Cette réalité pose une question importante d’aménagement urbain : comment concilier une ville qui va plus vite avec les besoins de ceux qui, au contraire, ont besoin de prendre leur temps ?

Vers un nouveau rapport au temps et à la ville

Ralentir volontairement : un choix de plus en plus revendiqué

Face à cette accélération généralisée, de plus en plus de personnes revendiquent le droit de « ralentir ». Marcher doucement, lever les yeux de son téléphone, observer, respirer… La marche redeviens pour certains un espace de liberté.

Des mouvements comme le « slow living » ou le « slow city » encouragent à repenser notre rapport au temps, à la ville, à la consommation. Marcher moins vite devient presque un acte militant : refuser de vivre en permanence en mode urgence.

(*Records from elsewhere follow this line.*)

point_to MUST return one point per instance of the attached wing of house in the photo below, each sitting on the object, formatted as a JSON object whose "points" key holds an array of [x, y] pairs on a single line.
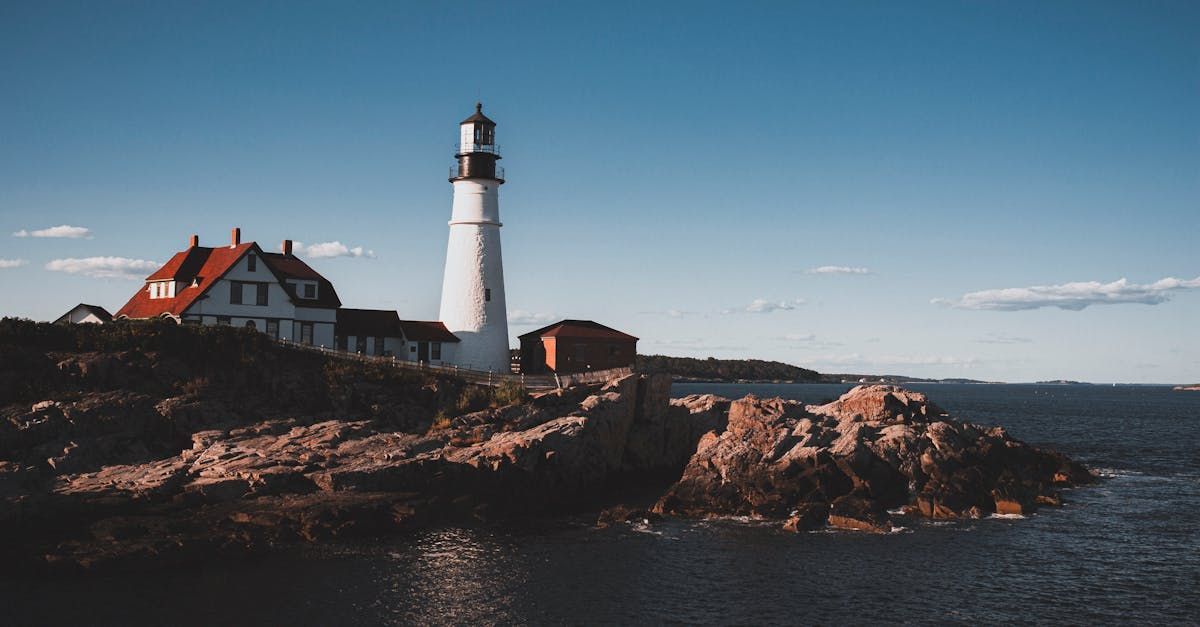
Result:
{"points": [[241, 285]]}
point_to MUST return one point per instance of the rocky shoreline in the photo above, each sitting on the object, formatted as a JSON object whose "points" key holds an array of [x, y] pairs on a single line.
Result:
{"points": [[99, 475]]}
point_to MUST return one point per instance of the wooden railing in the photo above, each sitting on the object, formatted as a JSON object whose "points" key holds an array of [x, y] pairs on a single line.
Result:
{"points": [[533, 382]]}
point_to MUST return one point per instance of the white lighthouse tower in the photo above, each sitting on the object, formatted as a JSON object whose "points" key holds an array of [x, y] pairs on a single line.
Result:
{"points": [[473, 287]]}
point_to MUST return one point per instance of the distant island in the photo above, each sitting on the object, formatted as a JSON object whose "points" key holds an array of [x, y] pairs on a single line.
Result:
{"points": [[763, 371], [726, 370]]}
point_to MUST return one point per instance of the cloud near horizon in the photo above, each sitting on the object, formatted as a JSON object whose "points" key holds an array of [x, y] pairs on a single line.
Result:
{"points": [[761, 305], [521, 317], [887, 360], [1072, 297], [105, 267], [61, 231], [327, 250], [838, 269]]}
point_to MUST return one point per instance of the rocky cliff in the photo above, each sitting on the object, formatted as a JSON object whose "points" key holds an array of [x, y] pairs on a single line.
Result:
{"points": [[168, 442], [850, 463]]}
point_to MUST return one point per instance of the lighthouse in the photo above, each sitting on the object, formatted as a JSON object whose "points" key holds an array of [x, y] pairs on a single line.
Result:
{"points": [[473, 286]]}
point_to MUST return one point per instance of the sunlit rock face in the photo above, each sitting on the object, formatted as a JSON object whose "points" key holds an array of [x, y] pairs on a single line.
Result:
{"points": [[847, 463]]}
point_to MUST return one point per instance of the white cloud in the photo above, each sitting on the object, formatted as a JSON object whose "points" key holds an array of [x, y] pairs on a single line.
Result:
{"points": [[333, 249], [861, 360], [691, 345], [1073, 297], [808, 340], [528, 318], [105, 267], [61, 231], [670, 314], [837, 269], [761, 305], [1002, 338]]}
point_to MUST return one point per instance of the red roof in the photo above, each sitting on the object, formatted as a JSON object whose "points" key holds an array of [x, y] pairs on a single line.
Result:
{"points": [[426, 332], [580, 328], [204, 266], [201, 264]]}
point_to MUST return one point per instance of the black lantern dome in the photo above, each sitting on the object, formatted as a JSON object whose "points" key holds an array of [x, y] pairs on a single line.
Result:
{"points": [[478, 151]]}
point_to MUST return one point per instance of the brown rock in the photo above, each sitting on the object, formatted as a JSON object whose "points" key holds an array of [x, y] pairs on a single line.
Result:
{"points": [[808, 517], [858, 513]]}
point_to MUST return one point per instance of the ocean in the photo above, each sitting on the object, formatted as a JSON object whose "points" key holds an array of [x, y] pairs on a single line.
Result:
{"points": [[1126, 550]]}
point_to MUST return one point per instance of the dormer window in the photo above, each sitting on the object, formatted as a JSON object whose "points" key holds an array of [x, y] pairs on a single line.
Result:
{"points": [[160, 290]]}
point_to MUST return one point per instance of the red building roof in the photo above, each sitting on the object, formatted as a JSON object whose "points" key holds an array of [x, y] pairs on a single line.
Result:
{"points": [[426, 332], [579, 328], [199, 268]]}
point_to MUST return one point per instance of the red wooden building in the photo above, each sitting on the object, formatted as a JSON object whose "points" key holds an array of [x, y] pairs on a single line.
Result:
{"points": [[576, 346]]}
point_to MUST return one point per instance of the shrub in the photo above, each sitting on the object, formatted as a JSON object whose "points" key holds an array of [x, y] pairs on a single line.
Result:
{"points": [[509, 393]]}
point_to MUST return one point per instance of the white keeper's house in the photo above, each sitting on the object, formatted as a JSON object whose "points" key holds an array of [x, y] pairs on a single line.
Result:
{"points": [[279, 294]]}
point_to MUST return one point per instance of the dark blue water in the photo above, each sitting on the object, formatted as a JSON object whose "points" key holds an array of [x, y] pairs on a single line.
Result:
{"points": [[1127, 550]]}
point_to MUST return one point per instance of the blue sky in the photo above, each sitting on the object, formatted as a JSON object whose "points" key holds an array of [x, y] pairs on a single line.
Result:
{"points": [[975, 178]]}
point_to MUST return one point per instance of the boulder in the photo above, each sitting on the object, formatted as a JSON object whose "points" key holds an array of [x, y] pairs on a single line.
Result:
{"points": [[859, 513], [874, 449]]}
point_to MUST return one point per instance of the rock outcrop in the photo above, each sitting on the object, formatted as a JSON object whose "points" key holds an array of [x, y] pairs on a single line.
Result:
{"points": [[219, 441], [877, 448]]}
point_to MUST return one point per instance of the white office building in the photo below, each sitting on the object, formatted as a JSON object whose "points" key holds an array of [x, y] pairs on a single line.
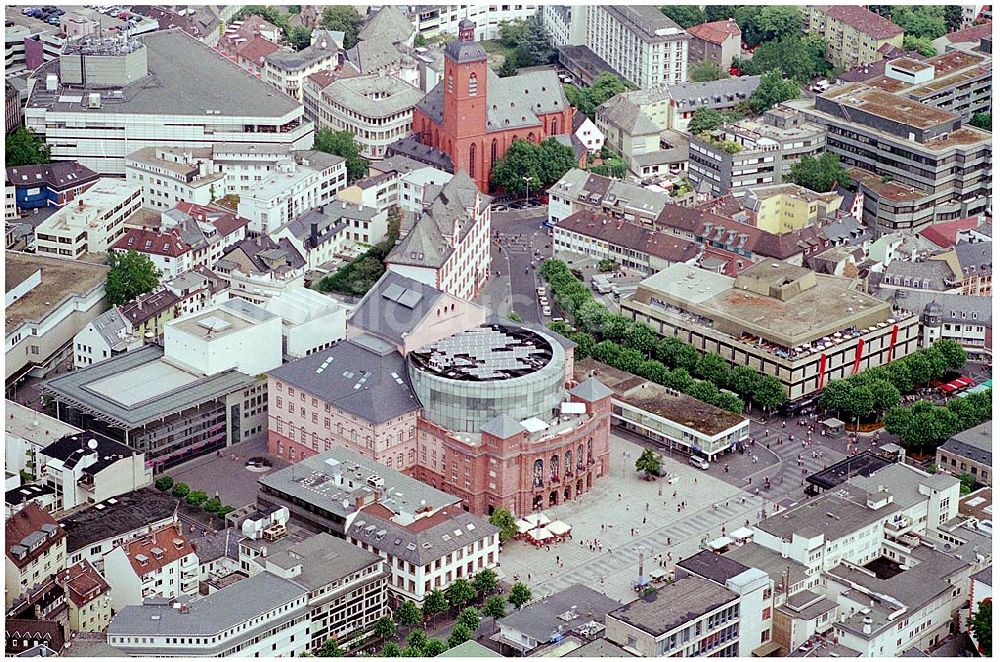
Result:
{"points": [[646, 47], [164, 88], [92, 223]]}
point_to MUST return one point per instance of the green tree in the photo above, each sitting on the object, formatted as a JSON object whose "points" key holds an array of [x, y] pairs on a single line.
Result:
{"points": [[408, 613], [587, 99], [385, 627], [196, 498], [885, 396], [953, 17], [520, 595], [772, 90], [23, 147], [920, 20], [684, 15], [460, 593], [341, 143], [967, 482], [503, 520], [434, 647], [835, 396], [649, 462], [819, 174], [953, 354], [982, 121], [704, 120], [417, 638], [707, 71], [495, 607], [212, 506], [982, 627], [299, 37], [130, 274], [343, 18], [330, 648], [922, 45], [469, 617], [459, 635], [434, 603], [485, 582]]}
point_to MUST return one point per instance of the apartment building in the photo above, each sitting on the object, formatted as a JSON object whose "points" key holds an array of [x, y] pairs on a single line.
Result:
{"points": [[853, 33], [969, 452], [261, 616], [88, 599], [286, 69], [92, 223], [915, 164], [48, 185], [94, 532], [448, 246], [758, 152], [718, 42], [689, 617], [36, 550], [376, 109], [799, 347], [161, 564], [433, 20], [185, 237], [566, 24], [646, 47], [100, 113], [348, 495], [47, 301], [347, 585], [86, 468], [629, 245]]}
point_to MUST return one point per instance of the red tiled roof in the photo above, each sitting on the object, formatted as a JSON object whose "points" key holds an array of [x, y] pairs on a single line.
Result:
{"points": [[944, 234], [975, 33], [716, 32], [257, 49], [83, 583], [633, 236], [170, 544], [22, 524], [862, 20], [144, 240]]}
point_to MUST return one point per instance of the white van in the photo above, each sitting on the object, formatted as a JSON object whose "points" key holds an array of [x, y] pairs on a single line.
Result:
{"points": [[699, 461]]}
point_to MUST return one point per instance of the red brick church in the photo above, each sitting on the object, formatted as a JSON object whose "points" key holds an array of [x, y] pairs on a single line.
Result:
{"points": [[472, 116]]}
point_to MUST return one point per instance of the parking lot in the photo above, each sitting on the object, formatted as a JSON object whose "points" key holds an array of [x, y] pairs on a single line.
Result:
{"points": [[615, 509]]}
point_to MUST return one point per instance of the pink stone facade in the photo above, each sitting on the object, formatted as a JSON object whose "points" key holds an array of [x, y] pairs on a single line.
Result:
{"points": [[503, 473], [302, 424]]}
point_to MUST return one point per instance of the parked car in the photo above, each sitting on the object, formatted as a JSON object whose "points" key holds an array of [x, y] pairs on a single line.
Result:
{"points": [[699, 462]]}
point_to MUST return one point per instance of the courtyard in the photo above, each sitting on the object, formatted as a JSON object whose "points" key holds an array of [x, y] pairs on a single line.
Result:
{"points": [[630, 517]]}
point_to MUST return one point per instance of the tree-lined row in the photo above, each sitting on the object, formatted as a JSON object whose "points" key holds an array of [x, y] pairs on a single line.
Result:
{"points": [[634, 347]]}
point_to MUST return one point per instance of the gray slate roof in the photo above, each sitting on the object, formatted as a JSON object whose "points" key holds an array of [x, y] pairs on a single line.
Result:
{"points": [[388, 23], [419, 545], [382, 313], [172, 88], [212, 614], [364, 376], [975, 444], [591, 390], [541, 620]]}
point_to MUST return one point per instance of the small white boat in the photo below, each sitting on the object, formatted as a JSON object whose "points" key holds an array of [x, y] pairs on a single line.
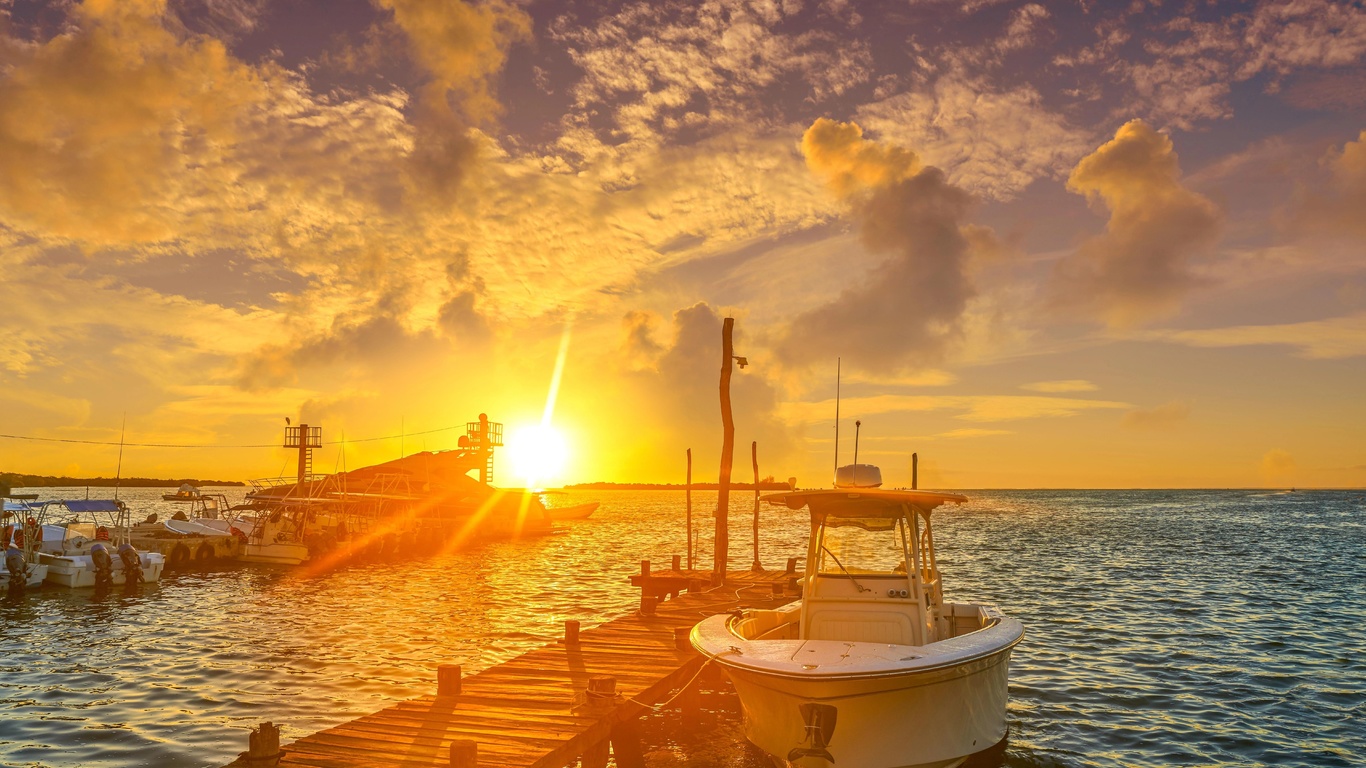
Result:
{"points": [[872, 668], [21, 532], [73, 529], [575, 513], [269, 536]]}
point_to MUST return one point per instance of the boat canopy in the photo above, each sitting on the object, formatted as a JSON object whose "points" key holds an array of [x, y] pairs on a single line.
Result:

Ce que nous pouvons changer au quotidien

  • Se réserver des trajets sans pression : partir 5 minutes plus tôt pour ne pas être obligé de courir.
  • Déconnecter en marchant : ranger son téléphone et en faire un moment de pause mentale.
  • Observer son environnement : redécouvrir son quartier, ses commerces, ses espaces verts.
  • Respecter le rythme des autres : en particulier des enfants, des seniors, des personnes à mobilité réduite.

Conclusion : une simple marche qui en dit long sur nous

Que nous marchions 10 ou 20 % plus vite qu’il y a 40 ans n’est pas qu’un détail amusant. C’est le reflet d’une société qui valorise la vitesse, l’efficacité et la productivité, parfois au détriment du bien-être et de la sérénité.

La bonne nouvelle, c’est que nous gardons une part de contrôle : notre allure, notre façon d’habiter la ville, notre rapport au temps. La prochaine fois que vous marcherez dans la rue, demandez-vous : « Est-ce que je suis vraiment pressé, ou est-ce juste l’habitude ? » Parfois, ralentir de quelques pas suffit à changer complètement sa journée.